Para una primera aproximación, el método de acceso RUM puede considerarse como GIN que además almacena información de posición y puede devolver los resultados en el orden necesario (como GiST puede devolver los vecinos más cercanos). Movámonos paso a paso.

Buscando frases


Una consulta de búsqueda de texto completo puede contener operadores especiales que tengan en cuenta la distancia entre lexemas. Por ejemplo, podemos encontrar documentos en los que "mano" se separa de "muslo" con dos palabras más:

postgres=# select to_tsvector('Clap your hands, slap your thigh') @@ to_tsquery('hand <3> thigh'); 
  ?column? ---------- t (1 row) 

O podemos indicar que las palabras deben ubicarse una tras otra:

 postgres=# select to_tsvector('Clap your hands, slap your thigh') @@ to_tsquery('hand <-> slap'); 
  ?column? ---------- t (1 row) 

El índice GIN normal puede devolver los documentos que contienen ambos lexemas, pero podemos verificar la distancia entre ellos solo mirando tsvector:

 postgres=# select to_tsvector('Clap your hands, slap your thigh'); 
  to_tsvector -------------------------------------- 'clap':1 'hand':3 'slap':4 'thigh':6 (1 row) 

En el índice RUM, cada lexema no solo hace referencia a las filas de la tabla: cada TID se suministra con la lista de posiciones donde se produce el lexema en el documento. Así es como podemos imaginar el índice creado en la tabla "hoja de corte", que ya nos es bastante familiar (la clase de operador "rum_tsvector_ops" se usa para tsvector por defecto):

 postgres=# create extension rum; postgres=# create index on ts using rum(doc_tsv); 




Los cuadrados grises en la figura contienen la información de posición agregada:

 postgres=# select ctid, left(doc,20), doc_tsv from ts; 
  ctid | left | doc_tsv -------+----------------------+--------------------------------------------------------- (0,1) | Can a sheet slitter | 'sheet':3,6 'slit':5 'slitter':4 (0,2) | How many sheets coul | 'could':4 'mani':2 'sheet':3,6 'slit':8 'slitter':7 (0,3) | I slit a sheet, a sh | 'sheet':4,6 'slit':2,8 (1,1) | Upon a slitted sheet | 'sheet':4 'sit':6 'slit':3 'upon':1 (1,2) | Whoever slit the she | 'good':7 'sheet':4,8 'slit':2 'slitter':9 'whoever':1 (1,3) | I am a sheet slitter | 'sheet':4 'slitter':5 (2,1) | I slit sheets. | 'sheet':3 'slit':2 (2,2) | I am the sleekest sh | 'ever':8 'sheet':5,10 'sleekest':4 'slit':9 'slitter':6 (2,3) | She slits the sheet | 'sheet':4 'sit':6 'slit':2 (9 rows) 

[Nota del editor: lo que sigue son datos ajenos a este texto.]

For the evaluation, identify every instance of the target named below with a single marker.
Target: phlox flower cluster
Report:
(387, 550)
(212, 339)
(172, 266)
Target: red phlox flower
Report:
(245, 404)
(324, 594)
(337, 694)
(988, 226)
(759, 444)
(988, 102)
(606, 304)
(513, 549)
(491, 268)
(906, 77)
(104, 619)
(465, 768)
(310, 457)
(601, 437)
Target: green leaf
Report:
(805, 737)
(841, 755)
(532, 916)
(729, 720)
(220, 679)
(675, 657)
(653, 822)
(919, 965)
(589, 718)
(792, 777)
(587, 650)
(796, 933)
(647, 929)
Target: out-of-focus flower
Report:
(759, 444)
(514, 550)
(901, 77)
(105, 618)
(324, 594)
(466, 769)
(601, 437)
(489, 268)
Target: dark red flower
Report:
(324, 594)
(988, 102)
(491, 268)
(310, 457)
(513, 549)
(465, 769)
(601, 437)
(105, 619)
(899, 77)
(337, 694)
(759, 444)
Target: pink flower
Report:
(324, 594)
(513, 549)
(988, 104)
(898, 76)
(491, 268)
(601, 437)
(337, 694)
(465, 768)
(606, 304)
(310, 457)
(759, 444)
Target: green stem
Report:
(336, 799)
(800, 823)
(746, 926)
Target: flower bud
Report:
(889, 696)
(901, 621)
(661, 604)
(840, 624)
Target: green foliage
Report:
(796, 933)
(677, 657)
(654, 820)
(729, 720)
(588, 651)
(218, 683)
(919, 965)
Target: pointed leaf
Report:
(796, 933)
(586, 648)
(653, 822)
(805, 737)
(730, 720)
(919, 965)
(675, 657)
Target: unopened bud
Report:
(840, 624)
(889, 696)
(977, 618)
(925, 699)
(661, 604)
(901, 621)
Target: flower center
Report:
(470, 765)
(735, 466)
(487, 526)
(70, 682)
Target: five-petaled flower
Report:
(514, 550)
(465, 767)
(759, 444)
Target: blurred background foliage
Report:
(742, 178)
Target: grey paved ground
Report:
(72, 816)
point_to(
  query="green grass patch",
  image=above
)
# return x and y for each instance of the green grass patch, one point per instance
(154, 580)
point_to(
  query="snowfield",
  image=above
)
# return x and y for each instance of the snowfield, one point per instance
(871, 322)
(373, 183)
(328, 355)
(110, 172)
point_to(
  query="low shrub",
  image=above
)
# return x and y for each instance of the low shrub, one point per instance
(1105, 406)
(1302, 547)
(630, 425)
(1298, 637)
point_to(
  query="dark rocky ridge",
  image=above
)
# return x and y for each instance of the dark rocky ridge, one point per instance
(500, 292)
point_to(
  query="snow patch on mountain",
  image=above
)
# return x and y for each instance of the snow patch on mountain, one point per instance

GIN también proporciona una inserción pospuesta cuando se especifica el parámetro "fastupdate"; Esta funcionalidad se elimina de RUM.

Para ver cómo funciona el índice en los datos en vivo, usemos el archivo familiar de la lista de correo pgsql-hackers.

 fts=# alter table mail_messages add column tsv tsvector; fts=# set default_text_search_config = default; fts=# update mail_messages set tsv = to_tsvector(body_plain); 
 ... UPDATE 356125 

Así es como se realiza una consulta que usa la búsqueda de frases con el índice GIN:

 fts=# create index tsv_gin on mail_messages using gin(tsv); fts=# explain (costs off, analyze) select * from mail_messages where tsv @@ to_tsquery('hello <-> hackers'); 
  QUERY PLAN --------------------------------------------------------------------------------- Bitmap Heap Scan on mail_messages (actual time=2.490..18.088 rows=259 loops=1) Recheck Cond: (tsv @@ to_tsquery('hello <-> hackers'::text)) Rows Removed by Index Recheck: 1517 Heap Blocks: exact=1503 -> Bitmap Index Scan on tsv_gin (actual time=2.204..2.204 rows=1776 loops=1) Index Cond: (tsv @@ to_tsquery('hello <-> hackers'::text)) Planning time: 0.266 ms Execution time: 18.151 ms (8 rows) 

Como podemos ver en el plan, se utiliza el índice GIN, pero devuelve 1776 coincidencias potenciales, de las cuales quedan 259 y 1517 se eliminan en la etapa de verificación.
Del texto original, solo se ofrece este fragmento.